Phoenix Tailings acquires Machinery Partner to bring AI-driven automation to rare earth refining
Materials
Originally reported by citybiz.co
Phoenix Tailings, a Woburn, Massachusetts-based rare earth mining and refining company, has acquired Boston-based industrial software firm Machinery Partner. The deal, announced May 8, 2026, adds an AI-driven operational software platform already deployed at hundreds of U.S. industrial sites. Machinery Partner co-founders Clement Cazalot and David Blair join Phoenix Tailings as chief operating officer and vice president of data and automation, respectively. Financial terms were not disclosed.
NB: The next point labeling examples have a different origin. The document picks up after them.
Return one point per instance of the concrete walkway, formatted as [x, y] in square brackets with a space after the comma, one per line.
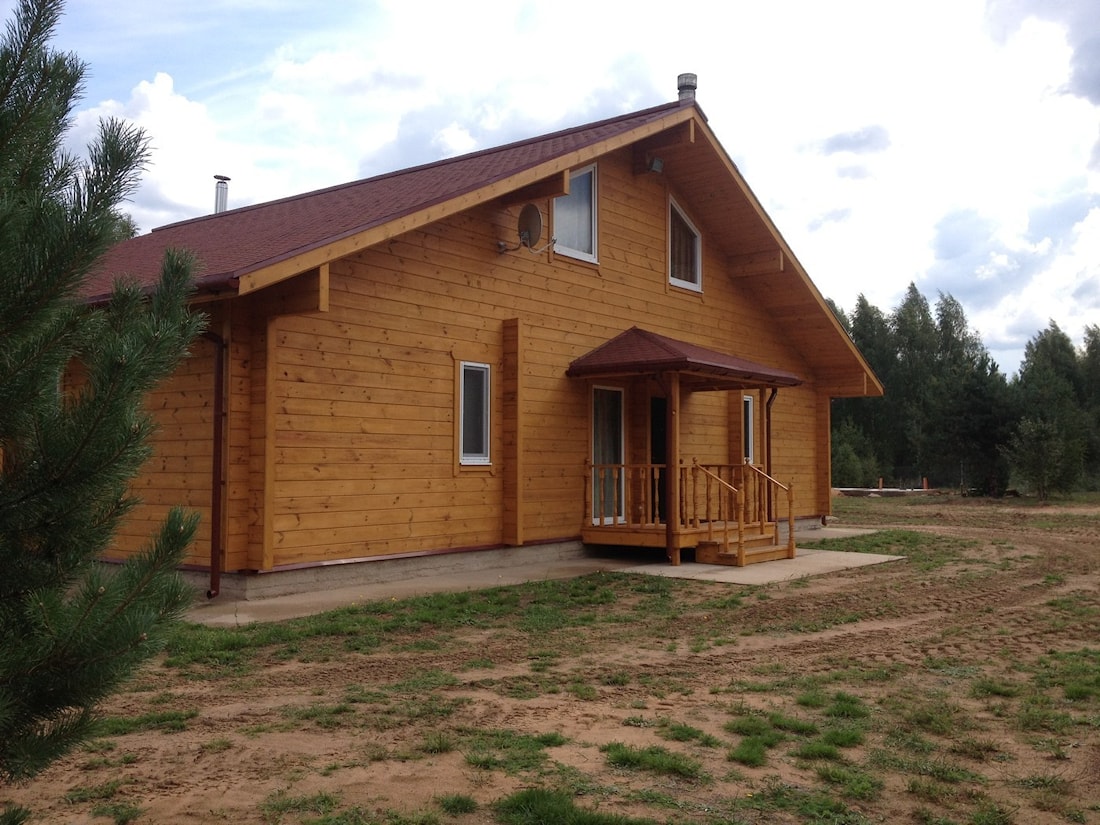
[227, 612]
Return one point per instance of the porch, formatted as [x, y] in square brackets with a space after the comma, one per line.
[726, 512]
[729, 513]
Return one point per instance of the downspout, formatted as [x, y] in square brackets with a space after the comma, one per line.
[767, 450]
[218, 462]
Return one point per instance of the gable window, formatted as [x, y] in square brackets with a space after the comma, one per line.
[473, 414]
[684, 251]
[574, 217]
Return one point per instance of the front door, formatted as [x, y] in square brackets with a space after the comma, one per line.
[607, 451]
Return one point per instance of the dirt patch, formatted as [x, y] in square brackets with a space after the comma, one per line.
[957, 664]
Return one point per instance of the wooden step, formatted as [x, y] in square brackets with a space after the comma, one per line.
[717, 552]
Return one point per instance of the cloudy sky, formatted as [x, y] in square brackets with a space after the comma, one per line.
[950, 143]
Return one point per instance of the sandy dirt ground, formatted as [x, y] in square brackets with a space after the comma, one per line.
[386, 732]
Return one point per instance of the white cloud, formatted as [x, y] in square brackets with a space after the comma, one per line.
[971, 108]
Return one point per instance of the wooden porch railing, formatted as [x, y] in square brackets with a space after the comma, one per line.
[715, 499]
[749, 501]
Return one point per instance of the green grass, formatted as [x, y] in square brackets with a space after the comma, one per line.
[507, 750]
[455, 804]
[120, 813]
[89, 793]
[167, 721]
[281, 803]
[653, 759]
[541, 806]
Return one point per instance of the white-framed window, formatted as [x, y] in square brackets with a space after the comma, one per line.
[474, 413]
[685, 250]
[574, 217]
[748, 430]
This acquisition is a deliberate move by Phoenix Tailings to differentiate its domestic rare earth processing platform through digital infrastructure rather than simply replicating traditional Chinese refining methods. The company operates a vertically integrated process spanning extraction, separation, refining, and metallization, with a stated zero-waste, zero-emissions philosophy. By integrating Machinery Partner's predictive monitoring, AI-assisted chemistry optimization, and automated process controls, Phoenix Tailings aims to improve production yields, increase equipment uptime, and reduce manufacturing costs. This fits the pattern of a company using software and automation to compress the qualification and scale-up timeline for a technically difficult industrial process — rare earth refining — that has historically been dominated by Chinese supply chains. The move also reflects the broader convergence of industrial manufacturing and AI-driven operational technology in sectors tied to strategic national supply chains.
For Phoenix Tailings, the real test will be execution: integrating a software platform built for general industrial sites into the specific, high-temperature, chemically complex environment of rare earth refining. The company must now demonstrate that AI-driven process controls can meaningfully improve separation chemistry yields and environmental compliance at production scale. If successful, this acquisition could give Phoenix Tailings a defensible technology moat in a market where most competitors are still focused on hardware and chemistry alone.